The Cardinal Sin of QR Codes Alive and Well
By Heidi Tolliver-Walker on December 6th, 2012
Every now and then, I hear people ask what they need to do in order to use QR Codes successfully. There are lots of do’s and don’ts, but there is one cardinal sin that spells disaster every time. It is the “worst of the worst,” and from it there is no recovery — and Target Marketing magazine fell victim to its wiles in its September issue.
It was the Top 50 Mailers issue and the QR Code was in the upper right-hand corner of the cover. Prime real estate. It had a catchy text above it “Q&A: What Shaped Direct Mail in 2012?” and a bit.ly link for non-QR-scanners below it. I scanned the code and here is what I got:
That’s worse than sending people to the wrong page. At least from a wrong page, they could navigate somewhere helpful if they really wanted to. But where do you go from here?
It just goes to show you that even the best get caught in the simplest mistakes sometimes. So if you are creating QR Codes to insert into your clients’ marketing materials, you might want to take the time to scan them yourself before you send the file to print. If you are printing a file with a QR Code that someone else inserted . . . you might want to take the time to scan the code, too. Even if you just scan it off the screen.
You never know. You might end up saving your client from some key embarrassment and end up the hero.

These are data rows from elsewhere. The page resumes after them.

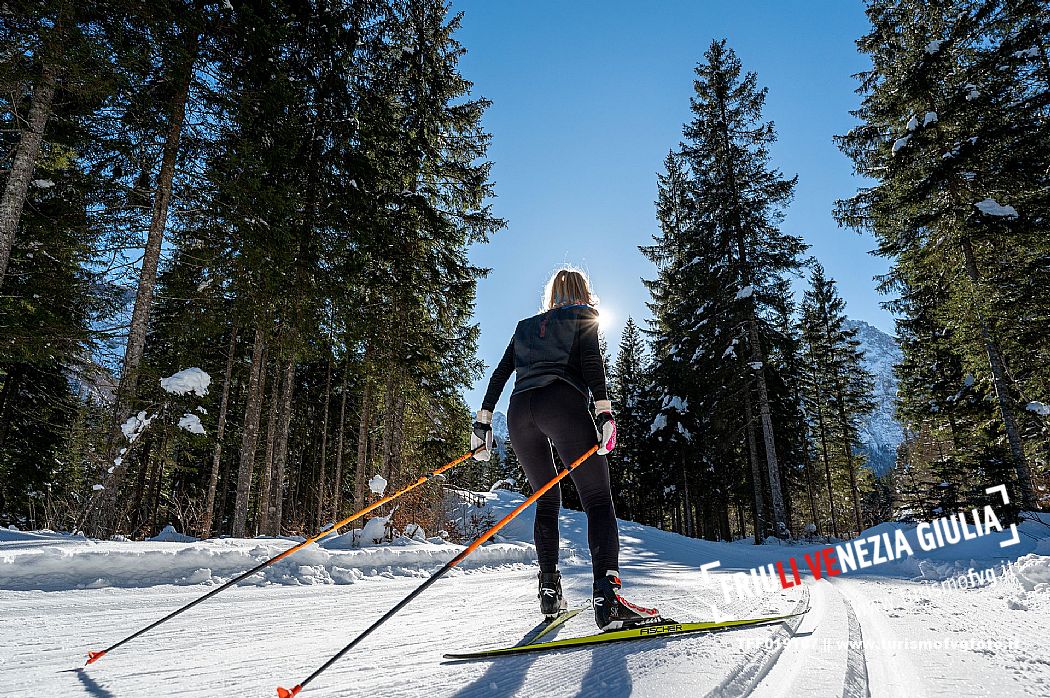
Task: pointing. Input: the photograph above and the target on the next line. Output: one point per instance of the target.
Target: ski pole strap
(286, 693)
(95, 656)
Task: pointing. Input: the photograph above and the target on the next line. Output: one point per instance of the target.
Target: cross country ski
(667, 629)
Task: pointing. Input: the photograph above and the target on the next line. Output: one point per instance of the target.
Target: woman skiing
(557, 358)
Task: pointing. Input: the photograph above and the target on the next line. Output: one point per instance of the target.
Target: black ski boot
(551, 601)
(614, 612)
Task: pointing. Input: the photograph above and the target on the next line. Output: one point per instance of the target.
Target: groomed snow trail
(864, 635)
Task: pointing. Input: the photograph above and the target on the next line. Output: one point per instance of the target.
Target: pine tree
(630, 465)
(720, 258)
(954, 134)
(837, 388)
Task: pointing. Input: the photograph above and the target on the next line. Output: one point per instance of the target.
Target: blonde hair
(567, 287)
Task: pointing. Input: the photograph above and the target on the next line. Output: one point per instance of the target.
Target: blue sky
(589, 97)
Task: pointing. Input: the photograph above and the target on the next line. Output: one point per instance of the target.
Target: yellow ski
(644, 632)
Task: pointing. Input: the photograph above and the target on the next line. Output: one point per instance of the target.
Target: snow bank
(191, 423)
(993, 208)
(377, 485)
(56, 562)
(187, 381)
(169, 534)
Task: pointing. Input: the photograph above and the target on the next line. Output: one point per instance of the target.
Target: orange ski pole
(95, 656)
(288, 693)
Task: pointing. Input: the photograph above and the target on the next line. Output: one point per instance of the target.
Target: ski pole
(95, 656)
(288, 693)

[Update: As Adam Dewitz pointed out in the comments below, the error message I received was not an incorrect page but another server-related issue. As pointed out by Target Marketing's editor-in-chief, Thorin McGee, the magazine did test the code and it worked during the tests. Indeed, when I re-scanned it today, it worked fine. So the point of the article stands, even if this particular example was a bit — please excuse the pun — off-Target.]